Israel Umumkan Nama para Tawanan Palestina yang Dibebaskan di Tahap Awal
POROS PERLAWANAN – Sebuah sumber eksklusif di Perlawanan Palestina mengumumkan, Mesir telah mulai mengambil tindakan untuk menjalankan kesepakatan gencatan senjata.
Diberitakan Tasnim, sumber tersebut dalam wawancara dengan al-Mayadeen mengatakan, langkah=langkah terkait penyerahan tawanan, pengiriman bantuan ke Gaza, dan penindaklanjutan pelanggaran kesepakatan gencatan senjata di lapangan telah dimulai.
“Perlintasan Rafah saat ini sedang direnovasi. 14 hari setelah diserahkannya tawanan serdadu wanita Israel, perlintasan ini akan dibuka dengan koordinasi pihak-pihak Mesir serta Palestina,” tuturnya.
“Prioritas dalam masalah kemanusiaan adalah mengurus para pasien dan korban luka serta masuknya bantuan dengan koordinasi Mesir. Di tahap awal kesepakatan, Militer Israel akan menjauh dari perlintasan Rafah hingga 1 km sampai berakhirnya fase penarikan mundur pasukan Israel dari koridor Philadelphia.”
Pada Jumat kemarin, sebuah sumber Palestina lain mengumumkan detail terbaru proses pertukaran tawanan. Dia mengatakan, 20 tawanan wanita dan anak Palestina akan ditukar dengan satu tawanan wanita dan anak Israel. Begitu pula 30 tawanan wanita lansia dan pasien Palestina akan ditukar dengan satu tawanan lansia dan sakit Israel.
Menurutnya, untuk pembebasan tiap satu serdadu wanita Israel, sebanyak 30 tawanan Palestina yang divonis hukuman seumur hidup akan dibebaskan, ditambah 20 tawanan yang divonis hukuman penjara lama.
Kementerian Hukum Israel di situsnya telah memublikasikan nama para tawanan Palestina yang akan dibebaskan di tahap awal kesepakatan.

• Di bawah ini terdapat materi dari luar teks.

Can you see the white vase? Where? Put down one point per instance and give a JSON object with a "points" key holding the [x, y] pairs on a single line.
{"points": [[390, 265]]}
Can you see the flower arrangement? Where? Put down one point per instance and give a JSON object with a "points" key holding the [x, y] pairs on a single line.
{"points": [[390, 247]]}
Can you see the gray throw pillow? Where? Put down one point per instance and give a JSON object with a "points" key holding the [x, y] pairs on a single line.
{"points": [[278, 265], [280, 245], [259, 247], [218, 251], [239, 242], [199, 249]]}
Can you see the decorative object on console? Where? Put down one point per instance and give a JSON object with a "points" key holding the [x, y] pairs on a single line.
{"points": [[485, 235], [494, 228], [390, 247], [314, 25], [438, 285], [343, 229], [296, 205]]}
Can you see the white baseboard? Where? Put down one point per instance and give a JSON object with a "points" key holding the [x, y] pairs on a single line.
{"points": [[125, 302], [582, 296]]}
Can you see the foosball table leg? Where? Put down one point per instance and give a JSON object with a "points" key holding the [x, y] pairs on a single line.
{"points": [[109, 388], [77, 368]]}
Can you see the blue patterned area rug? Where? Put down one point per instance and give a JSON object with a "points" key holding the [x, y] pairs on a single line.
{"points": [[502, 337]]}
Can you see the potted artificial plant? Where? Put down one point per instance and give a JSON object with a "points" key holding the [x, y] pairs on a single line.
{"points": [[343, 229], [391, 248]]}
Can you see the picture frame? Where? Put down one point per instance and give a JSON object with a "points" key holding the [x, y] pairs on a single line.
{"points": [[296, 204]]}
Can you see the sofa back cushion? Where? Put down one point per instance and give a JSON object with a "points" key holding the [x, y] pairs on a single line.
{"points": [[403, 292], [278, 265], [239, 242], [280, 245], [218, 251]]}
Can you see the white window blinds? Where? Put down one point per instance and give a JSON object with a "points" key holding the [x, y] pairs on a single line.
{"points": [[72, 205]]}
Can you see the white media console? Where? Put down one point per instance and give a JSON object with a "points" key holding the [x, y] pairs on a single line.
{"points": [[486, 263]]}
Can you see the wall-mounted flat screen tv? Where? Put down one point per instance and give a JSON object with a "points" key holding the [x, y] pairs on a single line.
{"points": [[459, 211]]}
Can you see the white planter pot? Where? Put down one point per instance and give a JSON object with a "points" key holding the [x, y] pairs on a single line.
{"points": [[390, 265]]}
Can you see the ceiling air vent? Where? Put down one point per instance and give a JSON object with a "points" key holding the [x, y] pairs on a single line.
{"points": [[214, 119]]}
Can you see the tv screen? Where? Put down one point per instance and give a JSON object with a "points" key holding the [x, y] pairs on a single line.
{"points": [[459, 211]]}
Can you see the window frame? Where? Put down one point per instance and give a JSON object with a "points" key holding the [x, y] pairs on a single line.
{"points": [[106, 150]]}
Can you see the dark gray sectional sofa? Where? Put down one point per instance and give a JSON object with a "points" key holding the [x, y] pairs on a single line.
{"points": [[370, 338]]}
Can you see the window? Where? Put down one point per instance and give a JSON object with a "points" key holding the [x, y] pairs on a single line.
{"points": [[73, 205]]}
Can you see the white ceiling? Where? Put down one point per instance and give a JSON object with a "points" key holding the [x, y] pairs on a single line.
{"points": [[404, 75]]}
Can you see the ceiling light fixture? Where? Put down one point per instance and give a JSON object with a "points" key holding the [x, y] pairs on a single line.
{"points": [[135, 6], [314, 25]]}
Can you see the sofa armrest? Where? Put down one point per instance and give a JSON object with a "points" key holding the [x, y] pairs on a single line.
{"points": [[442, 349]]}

Kementerian Hukum Israel menyatakan, mereka tidak akan dibebaskan sebelum pukul 16.00 Minggu 19 Januari.
Daftar yang dipublikasikan Israel mencakup 95 tawanan dan tahanan Palestina. Nama-nama lain akan diumumkan belakangan.

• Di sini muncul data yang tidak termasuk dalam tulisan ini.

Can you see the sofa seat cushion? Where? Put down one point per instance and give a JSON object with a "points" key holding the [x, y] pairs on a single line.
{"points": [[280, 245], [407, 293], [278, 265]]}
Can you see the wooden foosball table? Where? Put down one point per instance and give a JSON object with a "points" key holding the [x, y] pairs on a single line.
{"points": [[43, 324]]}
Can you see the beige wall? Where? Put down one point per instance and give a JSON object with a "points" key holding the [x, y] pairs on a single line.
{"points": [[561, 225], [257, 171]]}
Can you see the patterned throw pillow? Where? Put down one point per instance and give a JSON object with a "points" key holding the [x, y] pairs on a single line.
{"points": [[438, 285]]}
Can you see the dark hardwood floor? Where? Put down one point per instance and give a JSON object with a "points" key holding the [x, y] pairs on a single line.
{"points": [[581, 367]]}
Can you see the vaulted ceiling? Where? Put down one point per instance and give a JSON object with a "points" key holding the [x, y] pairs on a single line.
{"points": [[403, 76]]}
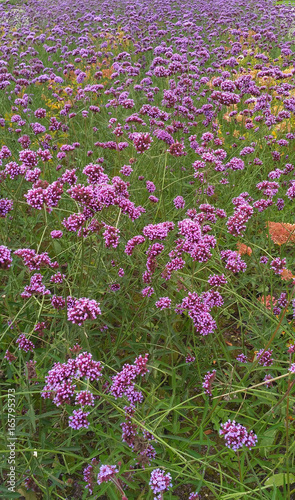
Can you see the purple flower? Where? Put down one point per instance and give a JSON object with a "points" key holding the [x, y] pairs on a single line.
{"points": [[159, 483], [163, 303], [242, 358], [236, 436], [208, 380], [179, 202], [6, 206], [190, 359], [5, 257], [56, 234], [83, 309], [264, 358], [233, 261], [79, 420], [84, 398], [25, 344], [106, 473]]}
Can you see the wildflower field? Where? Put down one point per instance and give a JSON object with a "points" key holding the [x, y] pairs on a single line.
{"points": [[147, 249]]}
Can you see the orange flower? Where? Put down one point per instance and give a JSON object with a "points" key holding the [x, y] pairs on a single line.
{"points": [[243, 249], [281, 232]]}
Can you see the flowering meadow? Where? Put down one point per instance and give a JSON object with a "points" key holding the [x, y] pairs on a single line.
{"points": [[147, 249]]}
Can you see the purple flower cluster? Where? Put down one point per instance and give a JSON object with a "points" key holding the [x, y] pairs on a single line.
{"points": [[160, 482], [123, 382], [208, 380], [80, 310], [198, 308], [5, 257], [236, 436]]}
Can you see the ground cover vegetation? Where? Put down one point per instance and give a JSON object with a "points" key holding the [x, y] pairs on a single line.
{"points": [[147, 248]]}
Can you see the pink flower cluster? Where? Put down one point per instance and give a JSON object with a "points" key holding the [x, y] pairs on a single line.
{"points": [[198, 308], [82, 309], [159, 483], [236, 436], [60, 386], [5, 257], [208, 380], [123, 382]]}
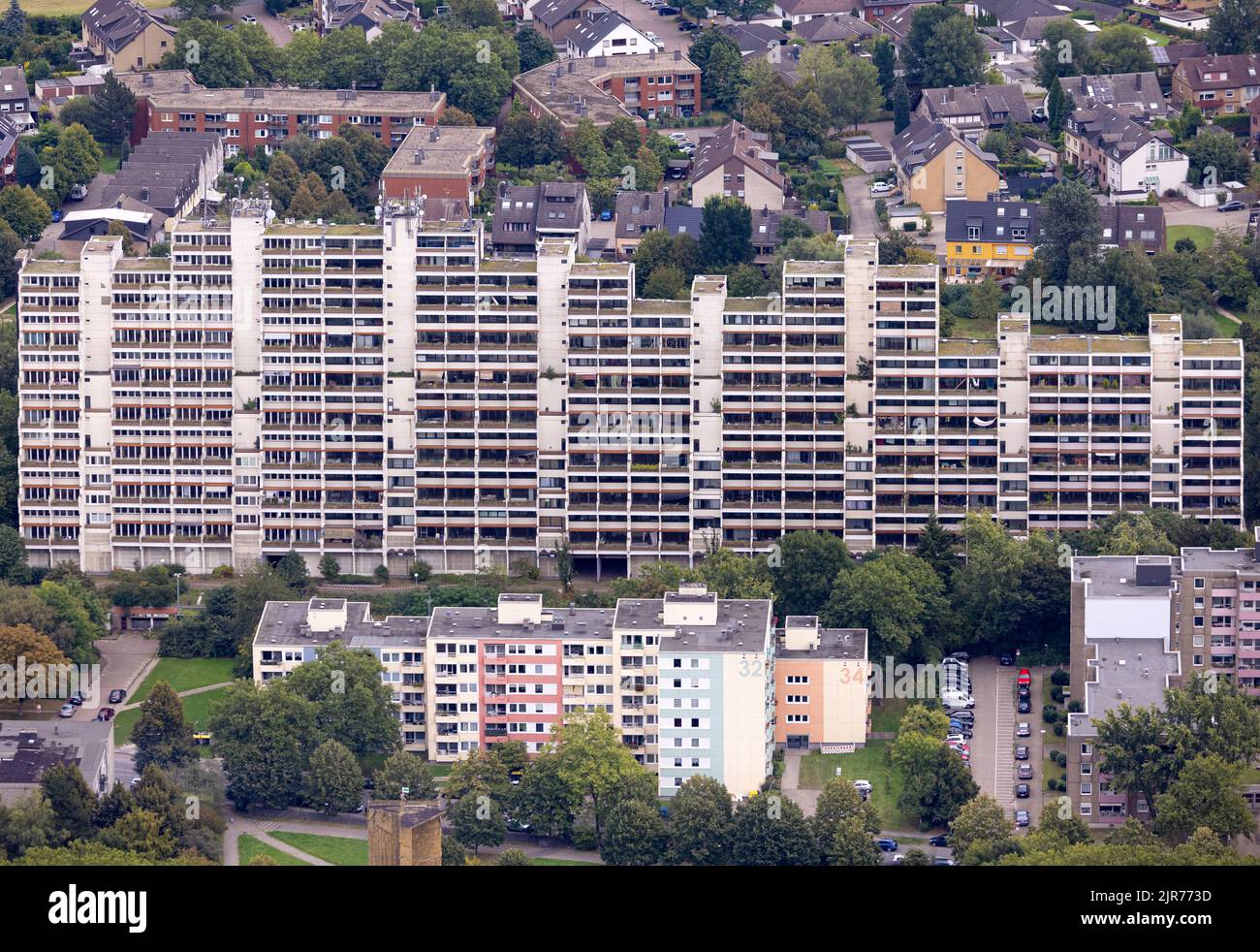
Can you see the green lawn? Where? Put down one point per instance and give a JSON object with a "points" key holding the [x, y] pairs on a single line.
{"points": [[252, 846], [1200, 234], [886, 716], [184, 675], [865, 764], [338, 850], [197, 712]]}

Di antara nama-nama menonjol di daftar tersebut adalah Khalida Jarar, salah satu pimpinan Front Rakyat Pembebasan Palestina, Abalah Abdurrasul Saadat, istri Sekjen Front Rakyat Pembebasan Palestina, Ahmad Saadat, Dalal Khusaib al-Arouri, saudari Syahid Saleh al-Arouri, Wakil Kantor Politik Hamas yang diteror Israel tahun lalu.
Daftar tersebut meliputi para tahanan Palestina, termasuk beberapa anak. Sebagian besar tawanan yang akan dibebaskan berasal dari Tepi Barat, sementara sebagian lainnya dari Quds.
Di antara mereka ada 11 anggota Hamas, 9 anggota Fatah, dan 4 anggota Front Rakyat Pembebasan Palestina.